He knew it was not merely mercenary motives that had made Emilia accept John Lambert; but what troubled him was a vague knowledge that it was not mere pique. He was used to dealing with pique in women, and had found it the most manageable of weaknesses. It was an element of spasmodic conscience than he saw here, and it troubled him.
Something told him that she had said to herself: “I will be married, and thus do my duty to Hope. Other girls marry persons whom they do not love, and it helps them to forget. Perhaps it will help me. This is a good man, they say, and I think he loves me.”
“Think?” John Lambert had adored her when she had passed by him without looking at him; and now when the thought came over him that she would be his wife, he became stupid with bliss. And as latterly he had thought of little else, he remained more or less stupid all the time.
To a man like Malbone, self-indulgent rather than selfish, this poor, blind semblance of a moral purpose in Emilia was a great embarrassment. It is a terrible thing for a lover when he detects conscience amidst the armory of weapons used against him, and faces the fact that he must blunt a woman’s principles to win her heart. Philip was rather accustomed to evade conscience, but he never liked to look it in the face and defy it.

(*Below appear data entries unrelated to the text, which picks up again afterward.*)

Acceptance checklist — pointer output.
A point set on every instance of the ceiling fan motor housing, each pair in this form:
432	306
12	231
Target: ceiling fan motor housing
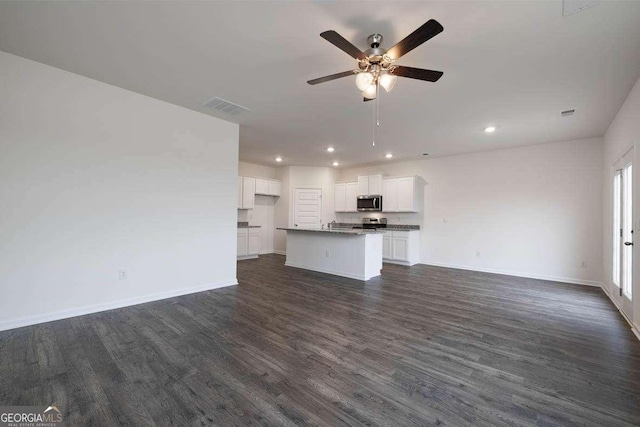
374	40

Yet if the thought of Hope at this time came over him, it came as a constraint, and he disliked it as such; and the more generous and beautiful she was, the greater the constraint. He cursed himself that he had allowed himself to be swayed back to her, and so had lost Emilia forever. And thus he drifted on, not knowing what he wished for, but knowing extremely well what he feared.
XIV. THE NEMESIS OF PASSION.
MALBONE was a person of such ready, emotional nature, and such easy expression, that it was not hard for Hope to hide from herself the gradual ebbing of his love. Whenever he was fresh and full of spirits, he had enough to overflow upon her and every one. But when other thoughts and cares were weighing on him, he could not share them, nor could he at such times, out of the narrowing channel of his own life, furnish more than a few scanty drops for her.
At these times he watched with torturing fluctuations the signs of solicitude in Hope, the timid withdrawing of her fingers, the questioning of her eyes, the weary drooping of her whole expression. Often he cursed himself as a wretch for paining that pure and noble heart. Yet there were moments when a vague inexpressible delight stole in; a glimmering of shame-faced pleasure as he pondered on this visible dawning of distrust; a sudden taste of freedom in being no longer fettered by her confidence. By degrees he led himself, still half ashamed, to the dream that she might yet be somehow weaned from him, and leave his conscience free. By constantly building upon this thought, and putting aside all others, he made room upon the waste of his life for a house of cards, glittering, unsubstantial, lofty,—until there came some sudden breath that swept it away; and then he began on it again.
In one of those moments of more familiar faith which still alternated with these cold, sad intervals, she asked him with some sudden impulse, how he should feel if she loved another? She said it, as if guided by an instinct, to sound the depth of his love for her. Starting with amazement, he looked at her, and then, divining her feeling, he only replied by an expression of reproach, and by kissing her hands with an habitual tenderness that had grown easy to him,—and they were such lovely hands! But his heart told him that no spent swimmer ever transferred more eagerly to another’s arms some precious burden beneath which he was consciously sinking, than he would yield her up to any one whom she would consent to love, and who could be trusted with the treasure. Until that ecstasy of release should come, he would do his duty,—yes, his duty.